Immunochemical Studies of Human Placental‐Type Variants of Alkaline Phosphatase

Abstract

Hyperimmune antisera raised against the rare FD and SD phenotypes of human placental alkaline phosphatase and the related cancer-associated Nagao isoenzyme were exhaustively absorbed with the common SS and FF phenotype enzymes conjugated to Sepharose. The antibodies so obtained had 1 of 3 specificities, determined by testing all the common phenotypes of placental alkaline phosphatase, the rare FD, SD and S-17 phenotypes, and 5 samples of purified cancer patient enzymes: (I) antibodies reactive with the S, D and I variant enzymes but not with the F, 17 or Nagao enzymes; (II) antibodies reactive with F, 17 and Nagao enzymes but not with S, D and I variant enzymes; and (III) antibodies reactive with D, 17 and Nagao enzymes and not with S, F or I variant enzymes. Based on these data, and on the information obtained from biochemical characterization, it is argued that the Nagao isoenzyme and the D-variant are closely related but distinct enzymes.
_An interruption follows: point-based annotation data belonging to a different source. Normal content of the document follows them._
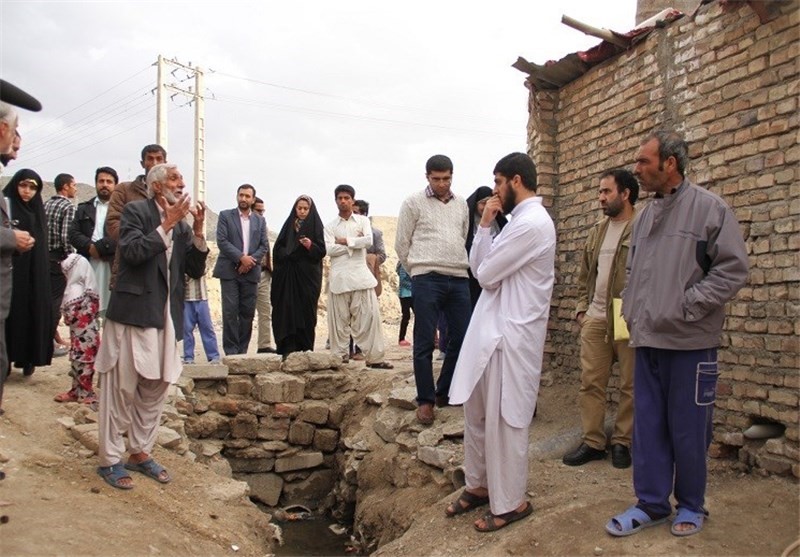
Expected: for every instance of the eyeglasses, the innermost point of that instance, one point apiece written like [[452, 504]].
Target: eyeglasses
[[28, 185]]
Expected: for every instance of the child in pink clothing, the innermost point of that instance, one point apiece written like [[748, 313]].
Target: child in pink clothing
[[80, 307]]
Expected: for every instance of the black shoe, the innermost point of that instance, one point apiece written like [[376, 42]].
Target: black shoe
[[620, 456], [583, 454]]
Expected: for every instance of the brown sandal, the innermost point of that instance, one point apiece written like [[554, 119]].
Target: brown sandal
[[466, 502], [507, 518]]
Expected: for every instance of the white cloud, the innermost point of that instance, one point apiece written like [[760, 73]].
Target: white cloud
[[387, 86]]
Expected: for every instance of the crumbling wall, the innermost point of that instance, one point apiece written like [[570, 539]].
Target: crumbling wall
[[730, 84]]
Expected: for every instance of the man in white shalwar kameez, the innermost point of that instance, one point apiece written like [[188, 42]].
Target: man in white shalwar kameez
[[498, 372], [139, 357], [352, 304]]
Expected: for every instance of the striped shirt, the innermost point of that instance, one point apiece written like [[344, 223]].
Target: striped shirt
[[60, 212]]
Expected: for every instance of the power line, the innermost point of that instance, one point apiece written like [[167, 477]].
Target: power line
[[146, 121], [57, 118], [288, 108], [103, 115], [345, 98]]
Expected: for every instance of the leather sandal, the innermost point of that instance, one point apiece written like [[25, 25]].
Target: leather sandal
[[466, 502]]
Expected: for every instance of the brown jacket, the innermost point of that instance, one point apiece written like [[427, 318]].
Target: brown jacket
[[125, 192], [587, 274]]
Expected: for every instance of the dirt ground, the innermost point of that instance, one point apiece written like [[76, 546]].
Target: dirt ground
[[57, 505]]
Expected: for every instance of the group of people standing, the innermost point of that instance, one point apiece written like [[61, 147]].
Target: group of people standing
[[652, 287]]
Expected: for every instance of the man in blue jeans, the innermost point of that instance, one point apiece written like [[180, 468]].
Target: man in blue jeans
[[196, 313], [686, 260], [431, 234]]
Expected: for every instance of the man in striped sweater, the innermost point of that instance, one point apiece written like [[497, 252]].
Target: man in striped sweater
[[431, 235]]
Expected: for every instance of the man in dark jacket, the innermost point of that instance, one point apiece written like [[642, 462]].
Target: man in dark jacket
[[87, 233], [130, 191], [139, 356]]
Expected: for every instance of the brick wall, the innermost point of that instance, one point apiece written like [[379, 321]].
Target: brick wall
[[730, 84]]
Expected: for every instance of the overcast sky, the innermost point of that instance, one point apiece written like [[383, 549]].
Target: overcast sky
[[300, 96]]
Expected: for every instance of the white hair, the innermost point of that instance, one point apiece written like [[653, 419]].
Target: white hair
[[158, 174], [7, 113]]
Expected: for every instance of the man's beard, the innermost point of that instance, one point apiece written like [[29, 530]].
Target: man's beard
[[169, 196], [509, 201], [612, 209]]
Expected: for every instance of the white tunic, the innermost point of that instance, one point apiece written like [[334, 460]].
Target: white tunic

A hypothetical scheme is proposed for the divergence of these 2 enzymes from a common ancestral gene product. In this scheme, an ancestral gene duplication resulted in 2 isoenzymes, one of which is completely specific to the placenta and one of which (the Nagao isoenzyme) has an unknown normal tissue localization but is found in some cases of cancer. The term syn-placental is used to describe this latter isoenzyme, reflecting its close structural relationship to the placental isoenzyme.